DNA methylation is necessary for learning, memory consolidation and has been implicated in a number of neuropsychiatric disorders. Obtaining high quality and comprehensive data for the three common forms of methylation in brain is challenging for methylome-wide association studies (MWAS). To address this we optimized a panel of enrichment methods for screening the brain methylome. Results show that these enrichment techniques approach the coverage and fidelity of the current gold standard bisulfite based techniques. Our MBD-based method can also be used with low amounts of genomic material from limited human biomaterials. Psychiatric disorders have high prevalence and are often chronic making them a leading contributor to disability. Major depressive disorder (MDD) has a lifetime prevalence of ~15% and high recurrence leading to substantial morbidity and costs to society. The underlying biological processes that contribute to MDD are poorly understood.
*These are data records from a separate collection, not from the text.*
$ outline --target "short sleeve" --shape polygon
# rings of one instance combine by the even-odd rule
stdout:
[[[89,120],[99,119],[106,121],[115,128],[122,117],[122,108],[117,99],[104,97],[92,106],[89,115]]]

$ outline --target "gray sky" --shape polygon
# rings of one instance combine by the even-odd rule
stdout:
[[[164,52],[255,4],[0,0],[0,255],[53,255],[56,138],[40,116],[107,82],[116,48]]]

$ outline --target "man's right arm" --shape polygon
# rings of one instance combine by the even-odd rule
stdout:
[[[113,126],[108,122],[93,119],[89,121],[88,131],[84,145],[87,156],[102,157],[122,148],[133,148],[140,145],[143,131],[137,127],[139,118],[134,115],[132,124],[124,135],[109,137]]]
Noting the importance of DNA methylation in neurobiology, we conducted the largest MWAS in human post-mortem brain uncover novel candidate genes and biomarkers associated with MDD. The top result of this MDD MWAS was within the gene ANKS1B. This gene has been implicated in many past genetic studies of psychiatric disorders and has experimental support as a regulator of neurotransmission. Targeted epigenetic editing technologies allow for precise modification of DNA methylation in living cells. However, an appropriate model system is critical to properly interpreting such experiments. An accelerated protocol for differentiating Ntera2 cells into human neurons was developed for this purpose. Ntera2-derived neurons express key neuronal markers and are well suited to use in epigenetic editing experiments. Concurrently, the generation of the reagents necessary for recapitulating the aberrant methylation at ANKS1B linked to MDD was undertaken. Using a modified CRISPR/Cas9 approach demethylating enzyme was directed to target sites to attempt perform editing of DNA methylation. Results indicate that significant but biologically irrelevant changes to methylation at ANSK1B were achieved. The novelty of the technology employed presented challenges to the success of the current work. However, the field of epigenetic editing is advancing rapidly and will remain an attractive method for functional characterization of future MWAS findings and basic neuroscience research.